The Farm Gate to the Dinner Plate

The road to Watson Farm in Jamestown, R.I., runs up a wooded drive, past the farmhouse, through the farmyard with its resident sheepdogs, geese, and chickens and over the hill to open pastures that sweep down to Narragansett Bay. This land has been farmed for 400 years, the last 30 of them by Heather and Don Minto.

The Mintos met at URI where Don studied plant and soil science and Heather studied historic textiles and museum education. By the late 1970s, they had decided to farm and were reluctantly ready to move to North Carolina for affordable land when they heard that Historic New England was searching for a farmer to work Watson Farm, recently bequeathed to the organization with the stipulation that the 265 acres be farmed in perpetuity.

The deadline for applications was close, the Mintos had a new baby with another on the way, no money, and no plan, but inspired by their first walk across the “green paradise,” they worked up a proposal, wowed the interviewers, and were offered the position at their first meeting.

While the 18th century farmhouse was being made habitable the Minto family lived in a tent, “a very nice tent” Don remembers, with a floor covered with sheepskins for the two babies. The young parents worked outside to bring the farm back to life.

These days Watson Farm is a beautiful working landscape open for trail walks and farm festivals.
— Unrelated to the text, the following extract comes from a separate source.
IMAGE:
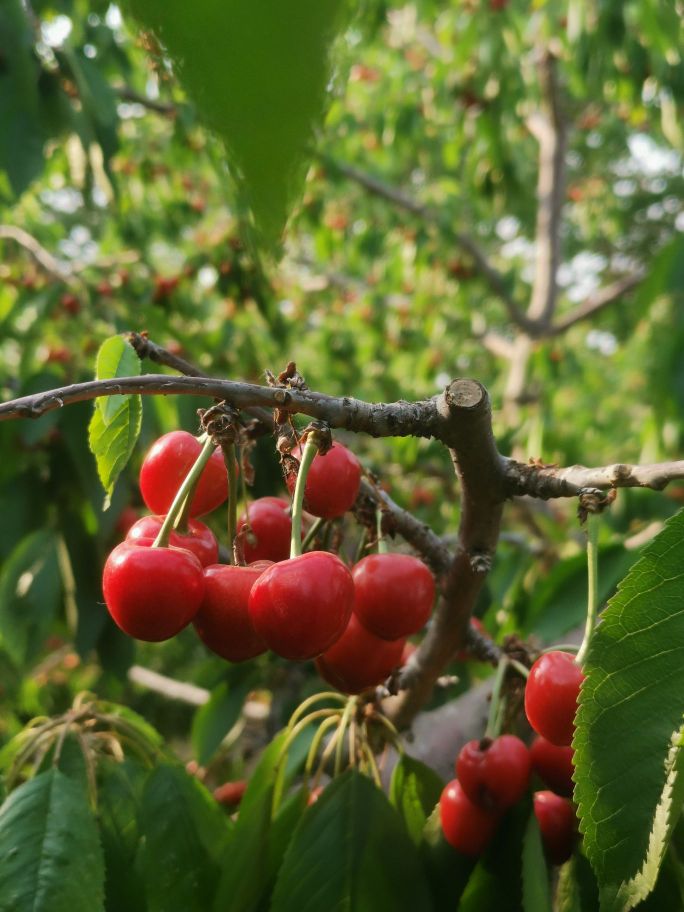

The Mintos, who pasture-raise Red Devon cattle and Romney cross sheep, articulate the benefits of grass fed meats while selling their beef and lamb at local farmers markets as well as directly from the farm.

The Mintos are champions of local sustainable agriculture intent on “raising awareness of the importance of rebuilding the decaying fabric of agriculture and soil sustainability.” Don emphasizes that sustainability must make economic sense for the farmer by “shortening the distance between the farm gate and the dinner plate” to make family farms viable once again.